Adam is absolutely right on this one.
In fact, Europe is even more vulnerable to this than is USA because of
its many national states. Okay, there's something called EU, but there
are enough national interest in each of the member states to make a
situation quite different from the US.

I imagine that this bill is meant as an option for USA to do what
China is trying to, ensuring access and control over traffic across
international borders. In the case of an "emergency" of course.

What I really don't understand is the need to pass such a bill in
peacetime,. Do someone really see such an emergency coming up?

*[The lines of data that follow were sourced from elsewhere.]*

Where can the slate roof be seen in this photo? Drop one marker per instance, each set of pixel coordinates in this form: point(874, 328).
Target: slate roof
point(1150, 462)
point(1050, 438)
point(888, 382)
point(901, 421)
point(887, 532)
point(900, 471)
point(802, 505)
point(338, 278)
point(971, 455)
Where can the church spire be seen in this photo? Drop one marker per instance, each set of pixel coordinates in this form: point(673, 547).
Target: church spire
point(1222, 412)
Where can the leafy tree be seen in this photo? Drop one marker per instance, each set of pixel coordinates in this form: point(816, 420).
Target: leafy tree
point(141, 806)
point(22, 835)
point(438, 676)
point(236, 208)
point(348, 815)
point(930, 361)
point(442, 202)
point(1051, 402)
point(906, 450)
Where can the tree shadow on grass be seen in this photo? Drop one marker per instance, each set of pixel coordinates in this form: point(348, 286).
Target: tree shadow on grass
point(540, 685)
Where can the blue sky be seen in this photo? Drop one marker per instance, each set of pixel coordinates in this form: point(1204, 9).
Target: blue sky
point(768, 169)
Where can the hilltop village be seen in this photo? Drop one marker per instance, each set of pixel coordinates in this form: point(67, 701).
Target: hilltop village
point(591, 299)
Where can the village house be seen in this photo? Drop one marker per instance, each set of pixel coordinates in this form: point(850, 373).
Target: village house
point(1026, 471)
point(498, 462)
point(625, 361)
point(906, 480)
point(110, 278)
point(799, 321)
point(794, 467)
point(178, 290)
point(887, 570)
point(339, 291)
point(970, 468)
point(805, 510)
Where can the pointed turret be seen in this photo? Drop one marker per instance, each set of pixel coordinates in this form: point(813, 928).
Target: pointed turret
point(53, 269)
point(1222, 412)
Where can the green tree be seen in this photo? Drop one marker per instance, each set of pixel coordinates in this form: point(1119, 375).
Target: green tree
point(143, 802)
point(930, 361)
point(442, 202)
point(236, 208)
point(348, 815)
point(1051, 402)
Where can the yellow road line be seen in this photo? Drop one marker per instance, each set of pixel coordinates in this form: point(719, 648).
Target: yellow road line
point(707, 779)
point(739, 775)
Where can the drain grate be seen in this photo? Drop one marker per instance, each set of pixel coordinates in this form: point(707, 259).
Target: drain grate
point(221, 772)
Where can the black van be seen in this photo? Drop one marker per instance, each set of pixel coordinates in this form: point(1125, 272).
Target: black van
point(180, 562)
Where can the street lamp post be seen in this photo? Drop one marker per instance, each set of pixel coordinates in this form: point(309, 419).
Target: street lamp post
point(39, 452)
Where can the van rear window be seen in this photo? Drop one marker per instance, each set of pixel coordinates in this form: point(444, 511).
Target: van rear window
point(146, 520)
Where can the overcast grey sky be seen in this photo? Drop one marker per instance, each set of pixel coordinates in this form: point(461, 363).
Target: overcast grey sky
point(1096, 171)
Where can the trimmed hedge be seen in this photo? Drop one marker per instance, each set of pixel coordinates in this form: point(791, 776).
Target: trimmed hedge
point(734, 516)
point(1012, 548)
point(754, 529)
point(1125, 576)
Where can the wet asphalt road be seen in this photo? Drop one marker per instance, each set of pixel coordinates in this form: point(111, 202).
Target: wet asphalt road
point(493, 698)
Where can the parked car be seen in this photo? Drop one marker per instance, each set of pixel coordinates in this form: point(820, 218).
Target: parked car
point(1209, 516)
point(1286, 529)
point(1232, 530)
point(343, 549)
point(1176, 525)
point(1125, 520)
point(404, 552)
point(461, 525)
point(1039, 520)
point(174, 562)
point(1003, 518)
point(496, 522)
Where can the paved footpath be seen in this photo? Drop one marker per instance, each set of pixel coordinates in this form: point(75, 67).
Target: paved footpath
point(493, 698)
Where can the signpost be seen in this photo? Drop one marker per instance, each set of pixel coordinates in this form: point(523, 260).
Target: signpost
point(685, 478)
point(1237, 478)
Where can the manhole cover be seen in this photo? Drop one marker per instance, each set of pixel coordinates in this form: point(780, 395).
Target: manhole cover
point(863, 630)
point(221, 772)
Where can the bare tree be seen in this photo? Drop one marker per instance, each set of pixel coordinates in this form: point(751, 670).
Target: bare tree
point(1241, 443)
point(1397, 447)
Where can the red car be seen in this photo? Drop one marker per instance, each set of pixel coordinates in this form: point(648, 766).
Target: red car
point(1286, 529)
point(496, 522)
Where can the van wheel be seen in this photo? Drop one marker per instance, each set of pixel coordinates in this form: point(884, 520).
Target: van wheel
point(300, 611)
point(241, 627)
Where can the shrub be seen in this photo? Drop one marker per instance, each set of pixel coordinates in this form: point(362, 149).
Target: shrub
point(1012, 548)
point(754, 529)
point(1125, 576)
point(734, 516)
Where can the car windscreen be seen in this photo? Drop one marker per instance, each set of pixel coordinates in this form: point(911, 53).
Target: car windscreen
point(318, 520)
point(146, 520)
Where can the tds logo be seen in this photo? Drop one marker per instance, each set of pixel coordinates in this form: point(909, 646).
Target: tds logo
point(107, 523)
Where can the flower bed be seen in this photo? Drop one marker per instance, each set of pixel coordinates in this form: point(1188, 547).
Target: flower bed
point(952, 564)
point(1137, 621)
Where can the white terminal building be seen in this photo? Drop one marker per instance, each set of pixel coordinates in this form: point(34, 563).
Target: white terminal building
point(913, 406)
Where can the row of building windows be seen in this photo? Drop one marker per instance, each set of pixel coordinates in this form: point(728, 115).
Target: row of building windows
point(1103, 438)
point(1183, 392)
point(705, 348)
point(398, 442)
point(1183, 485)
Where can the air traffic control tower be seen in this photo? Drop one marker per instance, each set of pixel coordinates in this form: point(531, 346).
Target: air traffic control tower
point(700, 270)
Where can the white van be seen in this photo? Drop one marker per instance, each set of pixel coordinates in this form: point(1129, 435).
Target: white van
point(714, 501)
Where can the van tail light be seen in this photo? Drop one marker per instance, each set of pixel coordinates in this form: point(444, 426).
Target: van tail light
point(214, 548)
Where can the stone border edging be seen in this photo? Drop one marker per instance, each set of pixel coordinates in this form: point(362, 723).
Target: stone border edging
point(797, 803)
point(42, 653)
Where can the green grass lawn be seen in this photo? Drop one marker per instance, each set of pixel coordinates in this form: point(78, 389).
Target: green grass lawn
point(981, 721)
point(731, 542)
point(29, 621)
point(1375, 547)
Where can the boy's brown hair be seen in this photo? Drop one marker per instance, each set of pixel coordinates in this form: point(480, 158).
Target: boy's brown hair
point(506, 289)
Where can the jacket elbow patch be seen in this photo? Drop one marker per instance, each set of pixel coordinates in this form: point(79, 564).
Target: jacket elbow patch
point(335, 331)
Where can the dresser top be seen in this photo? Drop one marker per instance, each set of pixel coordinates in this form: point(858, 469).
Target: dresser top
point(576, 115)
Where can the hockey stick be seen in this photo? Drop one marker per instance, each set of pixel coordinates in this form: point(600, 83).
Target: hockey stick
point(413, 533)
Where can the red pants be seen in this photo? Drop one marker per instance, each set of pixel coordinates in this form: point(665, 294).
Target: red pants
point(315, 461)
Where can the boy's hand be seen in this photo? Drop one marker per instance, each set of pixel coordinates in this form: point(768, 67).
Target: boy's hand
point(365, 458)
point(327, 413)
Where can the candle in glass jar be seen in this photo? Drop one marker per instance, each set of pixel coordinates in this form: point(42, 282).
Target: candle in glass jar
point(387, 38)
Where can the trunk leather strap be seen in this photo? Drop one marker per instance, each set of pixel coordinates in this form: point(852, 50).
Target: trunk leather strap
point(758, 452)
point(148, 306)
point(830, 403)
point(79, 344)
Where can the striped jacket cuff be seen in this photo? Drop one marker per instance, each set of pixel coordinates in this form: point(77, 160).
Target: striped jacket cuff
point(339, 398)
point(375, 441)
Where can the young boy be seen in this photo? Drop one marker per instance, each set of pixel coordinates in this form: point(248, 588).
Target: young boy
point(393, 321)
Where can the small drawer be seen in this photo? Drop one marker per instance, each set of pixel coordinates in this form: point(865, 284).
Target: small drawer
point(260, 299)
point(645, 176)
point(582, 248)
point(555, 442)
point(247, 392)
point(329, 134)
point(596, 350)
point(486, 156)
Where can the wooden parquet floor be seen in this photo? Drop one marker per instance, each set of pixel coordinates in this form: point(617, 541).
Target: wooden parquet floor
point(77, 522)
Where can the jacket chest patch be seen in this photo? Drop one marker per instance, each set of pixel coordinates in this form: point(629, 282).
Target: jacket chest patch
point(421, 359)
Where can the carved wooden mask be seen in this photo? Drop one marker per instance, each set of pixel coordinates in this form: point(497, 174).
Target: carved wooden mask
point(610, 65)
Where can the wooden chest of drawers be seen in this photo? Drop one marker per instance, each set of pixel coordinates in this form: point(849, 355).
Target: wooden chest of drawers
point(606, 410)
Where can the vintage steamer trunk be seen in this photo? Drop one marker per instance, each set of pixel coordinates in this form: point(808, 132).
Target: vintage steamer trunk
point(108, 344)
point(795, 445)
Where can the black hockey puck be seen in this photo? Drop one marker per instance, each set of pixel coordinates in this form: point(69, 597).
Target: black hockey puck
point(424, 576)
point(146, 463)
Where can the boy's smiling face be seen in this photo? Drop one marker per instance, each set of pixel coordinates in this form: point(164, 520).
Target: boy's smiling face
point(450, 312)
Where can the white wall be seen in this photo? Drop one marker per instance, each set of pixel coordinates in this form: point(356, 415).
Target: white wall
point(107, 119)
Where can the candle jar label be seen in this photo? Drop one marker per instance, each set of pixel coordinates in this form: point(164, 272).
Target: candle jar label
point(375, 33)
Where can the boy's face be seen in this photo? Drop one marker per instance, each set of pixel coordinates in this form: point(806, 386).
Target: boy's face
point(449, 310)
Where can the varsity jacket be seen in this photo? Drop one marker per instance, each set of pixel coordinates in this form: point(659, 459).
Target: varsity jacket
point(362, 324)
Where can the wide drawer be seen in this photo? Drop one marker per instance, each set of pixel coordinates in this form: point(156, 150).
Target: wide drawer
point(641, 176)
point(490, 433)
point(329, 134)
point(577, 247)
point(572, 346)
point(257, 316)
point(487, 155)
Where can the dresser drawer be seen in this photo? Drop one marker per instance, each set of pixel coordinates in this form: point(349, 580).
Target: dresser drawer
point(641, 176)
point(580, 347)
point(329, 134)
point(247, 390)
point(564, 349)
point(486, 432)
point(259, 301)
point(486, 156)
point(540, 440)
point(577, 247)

Wonder what such hedging-in would to for US access to international
intelligence, by the way.
One example from two years ago: I made some very interesting traces of
network traffic directed towards Iran. From both London and Oslo, all
traffic was routed via Ireland to Washington DC before returning
across Europe. Given the number of root name servers in Europe, there
is absolutely no technical reason why the traffic should cross the
Atlantic back and forth before going through Russia or the Middle East
as far as I can see.

I guess my point is that there is so much international
interdependence on the electronic infrastructure by now, that I doubt
this bill will change much unless a world-scale war emerges. Under
such conditions, it would make sense to take precautions, and not only
for USA and China. The way the infrastructure and traffic is managed
today already allows for more control than probably any of us are
aware of.

Jostein

2009/4/16 Adam Maas <a...@mawz.ca>:
>
> The costs of building out serious backbone hardware have already
> turned Tier 1 networking into a near-monopoly. The internet has
> evolved from a distributed network to a tiered network with almost all
> of the tier 2 providers having no more than national reach and tier 3
> providers having nearly disappeared outside of datacentres, hosting
> and the occasional small regional ISP. Its got nothing to do with
> enabling the monopolists and everything to do with moving the
> controlling capability from the tier 2 providers to the government
> (Ironically the Tier 1 providers exercise little control over content
> and service delivery, it's the Tier 2 regional providers who control
> that and thus are at the forefront of pay-for-QoS and other such silly
> ideas).
>
>
>
> --
> M. Adam Maas
> http://www.mawz.ca
> Explorations of the City Around Us.